I found this very annoying when testing for #Fedora-qa where there was a
long delay on reboot as the updates were applied.
Automatic downloads can be turned off when not wanted:.
It can a risk to leave them turned off in a non-testing environment.
On 12/28/2013 5:30 PM, Adam Williamson wrote:
On Sat, 2013-12-28 at 20:36 +0000, Naheem Zaffar wrote:
> The default notification required a reboot to action.
> (If you ingore it and shutdown, the updates will not be carried out or
> prompted at next boot).
> An issue is that even though you dont hve to reboot straight away,
> knowing that there are updates that need to be applied through
> rebooting is itself a nag. Too many and people will get desensitised
> to the need to apply updates and that is IMO a bad thing.
> Knowing that your system is not up to date can also cause a feel of
> unease when using the system.
> Updates are important but there is a social aspect to them too.

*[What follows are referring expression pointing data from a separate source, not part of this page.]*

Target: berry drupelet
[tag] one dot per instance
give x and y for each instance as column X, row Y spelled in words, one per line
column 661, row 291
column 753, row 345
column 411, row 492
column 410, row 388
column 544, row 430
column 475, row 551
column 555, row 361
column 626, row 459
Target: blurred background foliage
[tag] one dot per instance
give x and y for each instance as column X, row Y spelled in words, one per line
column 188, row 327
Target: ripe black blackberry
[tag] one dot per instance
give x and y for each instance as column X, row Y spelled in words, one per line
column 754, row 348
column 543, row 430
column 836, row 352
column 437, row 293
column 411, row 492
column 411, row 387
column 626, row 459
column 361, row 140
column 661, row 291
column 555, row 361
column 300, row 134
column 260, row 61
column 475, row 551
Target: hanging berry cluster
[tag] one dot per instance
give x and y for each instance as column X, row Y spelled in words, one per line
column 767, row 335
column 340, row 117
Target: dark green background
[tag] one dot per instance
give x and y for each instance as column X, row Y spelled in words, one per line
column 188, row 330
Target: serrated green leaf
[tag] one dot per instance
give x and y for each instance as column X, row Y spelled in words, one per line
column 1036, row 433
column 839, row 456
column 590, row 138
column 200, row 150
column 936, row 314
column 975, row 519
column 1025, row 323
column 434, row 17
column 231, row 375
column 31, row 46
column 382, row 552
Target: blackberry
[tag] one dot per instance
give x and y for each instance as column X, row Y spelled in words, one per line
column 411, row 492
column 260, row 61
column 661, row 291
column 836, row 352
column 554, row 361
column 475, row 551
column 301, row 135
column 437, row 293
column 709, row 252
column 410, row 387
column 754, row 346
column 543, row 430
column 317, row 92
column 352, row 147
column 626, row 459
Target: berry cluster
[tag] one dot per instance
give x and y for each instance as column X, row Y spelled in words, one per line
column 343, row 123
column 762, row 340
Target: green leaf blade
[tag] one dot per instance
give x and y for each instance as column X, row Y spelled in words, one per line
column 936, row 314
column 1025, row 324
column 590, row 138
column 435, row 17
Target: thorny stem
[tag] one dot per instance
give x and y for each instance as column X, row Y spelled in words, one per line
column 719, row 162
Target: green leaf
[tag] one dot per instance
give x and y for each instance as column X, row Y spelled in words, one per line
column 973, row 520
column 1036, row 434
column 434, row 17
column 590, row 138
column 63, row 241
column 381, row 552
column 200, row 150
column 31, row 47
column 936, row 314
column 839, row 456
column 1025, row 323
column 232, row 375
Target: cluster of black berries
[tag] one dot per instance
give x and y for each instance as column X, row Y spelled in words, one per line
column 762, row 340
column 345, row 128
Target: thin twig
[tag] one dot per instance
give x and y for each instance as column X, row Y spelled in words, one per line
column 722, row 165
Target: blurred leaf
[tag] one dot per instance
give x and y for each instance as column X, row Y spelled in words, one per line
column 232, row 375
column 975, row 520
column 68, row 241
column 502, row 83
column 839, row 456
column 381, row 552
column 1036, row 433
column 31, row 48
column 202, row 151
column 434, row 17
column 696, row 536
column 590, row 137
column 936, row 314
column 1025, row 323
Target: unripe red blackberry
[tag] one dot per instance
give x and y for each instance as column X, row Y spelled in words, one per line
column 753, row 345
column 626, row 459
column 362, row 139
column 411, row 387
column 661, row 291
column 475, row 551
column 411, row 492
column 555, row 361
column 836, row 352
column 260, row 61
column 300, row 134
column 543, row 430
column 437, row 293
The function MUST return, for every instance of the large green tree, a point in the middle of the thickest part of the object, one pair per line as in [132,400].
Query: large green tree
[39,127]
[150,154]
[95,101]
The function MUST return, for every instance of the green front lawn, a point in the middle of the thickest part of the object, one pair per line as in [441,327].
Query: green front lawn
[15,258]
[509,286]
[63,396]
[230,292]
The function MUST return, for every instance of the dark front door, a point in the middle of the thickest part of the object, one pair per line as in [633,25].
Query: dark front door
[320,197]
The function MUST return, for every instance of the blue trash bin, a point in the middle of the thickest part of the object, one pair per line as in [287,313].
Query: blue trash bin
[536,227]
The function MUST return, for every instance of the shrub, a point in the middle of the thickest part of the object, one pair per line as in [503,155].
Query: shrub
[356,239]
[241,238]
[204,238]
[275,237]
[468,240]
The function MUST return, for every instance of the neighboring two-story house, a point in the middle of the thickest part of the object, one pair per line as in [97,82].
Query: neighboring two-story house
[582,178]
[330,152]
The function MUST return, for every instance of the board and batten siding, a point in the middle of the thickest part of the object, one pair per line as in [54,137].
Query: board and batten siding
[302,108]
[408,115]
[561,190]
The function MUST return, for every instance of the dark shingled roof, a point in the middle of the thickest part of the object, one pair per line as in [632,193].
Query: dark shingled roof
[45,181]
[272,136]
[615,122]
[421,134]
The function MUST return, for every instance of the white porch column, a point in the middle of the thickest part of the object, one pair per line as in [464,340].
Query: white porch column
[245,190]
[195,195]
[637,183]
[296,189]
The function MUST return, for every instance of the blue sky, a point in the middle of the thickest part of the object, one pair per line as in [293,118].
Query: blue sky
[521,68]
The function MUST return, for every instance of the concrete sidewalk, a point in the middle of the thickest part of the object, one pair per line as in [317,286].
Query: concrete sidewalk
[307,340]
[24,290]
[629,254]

> physical notification should be on a weekly basis and upon booting the
> system they should be automatically applied or a prompt given so that
> you can apply them and not boot, then reboot to get the updates.
This is actually already how it works, or how it's designed to. It's not
hard to confirm: read the settings in dconf
org.gnome.settings-daemon.plugins.updates . It notifies of non-security
updates once a week, and security updates immediately.